NU on the other hand posted a £53m underwriting loss in its personal lines book. This was an improvement on the 2007 performance, where an underwriting loss of £171m was posted for the first six moths of the year.

But the improvement was down to an improvement in NU’s household book which was hammered by last year’s floods. In contrast, the company’s motor book fared worse, plunging further into loss, while NU’s other personal lines classes fell collectively into the red.

The commercial lines market was also hard work, particularly for NU which saw the underwriting result on its commercial book tumble to a profit of £85m compared to £124 in 2007.

NU’s commercial motor book reported an underwriting profit of £22m, half of what it was in 2007, while the commercial property book fell into the red, producing a £9m loss.

In contrast RSA reported an increase in its commercial lines underwriting profit - £42m compared to £32m in the previous year. This was despite the commercial property book producing a loss of £17m (down from a £9m loss last year) on the back of large losses, and a lower casualty result (an £8m profit from £23m profit in 2007).

Overall NU reported an underwriting profit of £37m in the first six months of the year, compared to a loss of £46m in 2007. RSA produced an underwriting profit of £48m down from £51m the first half of last year.

So what do the results reveal about the underlying performance of the businesses. Given the exceptional flood losses of 2007, a straight comparison with that year’s performance is difficult.

Looking back to 2006 how did the two companies perform? In first six months of that year, NU reported an underwriting result of £222m, while RSA produced an underwriting profit of £95m.

As such, NU’s underwriting profit has fallen by 85% from 2006 to 2008, while RSA’s result has fallen by a half.

RSA blames large losses in the first half of 2007, such as the fire at the Royal Marsden Hospital in London at the beginning of the year, and lower prior year development, which have offset this year’s benign weather conditions.
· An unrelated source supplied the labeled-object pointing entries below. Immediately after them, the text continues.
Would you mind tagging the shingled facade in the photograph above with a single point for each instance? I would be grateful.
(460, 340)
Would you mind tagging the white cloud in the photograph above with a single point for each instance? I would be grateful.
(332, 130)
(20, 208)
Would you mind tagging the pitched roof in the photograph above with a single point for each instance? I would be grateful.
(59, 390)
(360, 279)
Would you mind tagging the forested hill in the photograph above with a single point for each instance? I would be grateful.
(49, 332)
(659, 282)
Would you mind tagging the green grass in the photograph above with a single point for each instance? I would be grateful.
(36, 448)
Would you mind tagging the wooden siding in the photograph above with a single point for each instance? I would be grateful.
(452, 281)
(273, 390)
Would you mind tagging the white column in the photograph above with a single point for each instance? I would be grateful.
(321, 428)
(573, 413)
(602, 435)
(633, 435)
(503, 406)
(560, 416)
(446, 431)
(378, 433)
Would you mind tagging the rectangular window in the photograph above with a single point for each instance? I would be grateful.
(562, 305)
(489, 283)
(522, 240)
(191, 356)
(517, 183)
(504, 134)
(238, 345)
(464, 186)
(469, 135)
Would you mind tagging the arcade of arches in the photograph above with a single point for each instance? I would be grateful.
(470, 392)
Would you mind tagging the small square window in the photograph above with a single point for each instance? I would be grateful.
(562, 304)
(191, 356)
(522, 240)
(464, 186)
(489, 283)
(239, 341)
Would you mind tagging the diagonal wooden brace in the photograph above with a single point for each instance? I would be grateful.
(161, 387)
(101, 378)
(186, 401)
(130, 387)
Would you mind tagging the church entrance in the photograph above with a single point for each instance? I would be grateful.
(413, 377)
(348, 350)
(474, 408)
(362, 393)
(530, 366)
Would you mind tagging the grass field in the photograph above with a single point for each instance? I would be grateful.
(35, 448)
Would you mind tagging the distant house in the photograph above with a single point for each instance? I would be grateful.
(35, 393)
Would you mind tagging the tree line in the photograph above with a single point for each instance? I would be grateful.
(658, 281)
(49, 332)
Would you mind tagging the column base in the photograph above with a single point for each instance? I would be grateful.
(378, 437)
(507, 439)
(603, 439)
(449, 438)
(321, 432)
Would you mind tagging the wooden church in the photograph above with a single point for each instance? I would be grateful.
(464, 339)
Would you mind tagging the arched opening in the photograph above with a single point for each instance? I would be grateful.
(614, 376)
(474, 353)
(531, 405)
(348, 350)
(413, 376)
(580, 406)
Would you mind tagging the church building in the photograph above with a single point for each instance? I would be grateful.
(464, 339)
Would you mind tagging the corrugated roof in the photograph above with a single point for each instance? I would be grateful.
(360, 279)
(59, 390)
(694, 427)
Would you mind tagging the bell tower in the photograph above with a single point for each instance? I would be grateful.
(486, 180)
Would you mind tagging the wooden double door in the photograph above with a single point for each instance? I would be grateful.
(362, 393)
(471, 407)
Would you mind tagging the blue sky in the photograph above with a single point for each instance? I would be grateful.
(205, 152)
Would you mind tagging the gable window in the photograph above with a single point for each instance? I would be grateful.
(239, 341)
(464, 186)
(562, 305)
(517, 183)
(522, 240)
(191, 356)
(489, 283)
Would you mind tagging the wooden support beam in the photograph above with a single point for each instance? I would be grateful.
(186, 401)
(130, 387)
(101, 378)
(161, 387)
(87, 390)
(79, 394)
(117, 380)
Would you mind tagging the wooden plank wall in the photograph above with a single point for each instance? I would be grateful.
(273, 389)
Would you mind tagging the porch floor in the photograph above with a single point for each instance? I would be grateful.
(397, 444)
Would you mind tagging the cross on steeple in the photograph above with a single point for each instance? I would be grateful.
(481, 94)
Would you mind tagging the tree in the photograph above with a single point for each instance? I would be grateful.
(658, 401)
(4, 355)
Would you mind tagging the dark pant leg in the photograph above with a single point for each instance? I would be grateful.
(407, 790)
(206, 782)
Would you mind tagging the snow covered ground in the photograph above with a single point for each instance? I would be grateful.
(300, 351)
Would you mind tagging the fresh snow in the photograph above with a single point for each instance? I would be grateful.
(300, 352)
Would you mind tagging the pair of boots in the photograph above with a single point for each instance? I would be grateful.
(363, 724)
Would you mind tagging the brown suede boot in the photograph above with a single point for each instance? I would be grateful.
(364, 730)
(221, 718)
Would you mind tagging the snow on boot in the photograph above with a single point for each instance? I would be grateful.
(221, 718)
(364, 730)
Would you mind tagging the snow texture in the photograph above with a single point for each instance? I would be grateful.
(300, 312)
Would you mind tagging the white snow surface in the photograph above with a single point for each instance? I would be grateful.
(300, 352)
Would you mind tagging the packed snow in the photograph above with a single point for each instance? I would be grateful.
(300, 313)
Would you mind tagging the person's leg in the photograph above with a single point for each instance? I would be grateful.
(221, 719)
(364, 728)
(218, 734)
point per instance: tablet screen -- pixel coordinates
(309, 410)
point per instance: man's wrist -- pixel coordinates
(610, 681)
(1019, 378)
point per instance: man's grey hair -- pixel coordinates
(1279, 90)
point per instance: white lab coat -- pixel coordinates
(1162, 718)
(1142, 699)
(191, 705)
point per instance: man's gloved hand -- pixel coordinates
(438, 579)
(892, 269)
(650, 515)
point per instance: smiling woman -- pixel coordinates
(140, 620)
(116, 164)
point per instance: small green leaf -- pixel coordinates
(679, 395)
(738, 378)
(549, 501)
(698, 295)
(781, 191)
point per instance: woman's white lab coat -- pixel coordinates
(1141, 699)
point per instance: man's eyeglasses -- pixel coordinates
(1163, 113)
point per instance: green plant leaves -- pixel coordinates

It also points to an overall decline in the profitability of the insurance industry. Adjusting for these factors the performance would be on a par with the 2006 figures, RSA claims.

Banking group Citigroup is positive about the performance. The UK underwriting result was in line with expectations and the rate increases achieved were well ahead of the industry, the bank said.

But NU’s performance does raise some concerns, according to Citigroup. It describes the company’s rebound from the flood-affected 2007 performance as “anaemic” and warns of “significant underlying deterioration”.

In particular Citigroup points to UK pricing weakness and argues that effort to reduce costs would be counteracted by a shrinking premium base and rising commission costs.

NU describes its results as a “solid” performance and says it has been inching up rates to achieve adequate rating levels.

But it is of concern that four lines of business – including NU’s whole personal lines portfolio – are producing underwriting losses.

NU is focusing heavily on its cost base, including taking strong action on the consolidators’ commission levels. How this plays out, along with its efforts to increase rates, will be crucial going into the second half of the year and into 2009.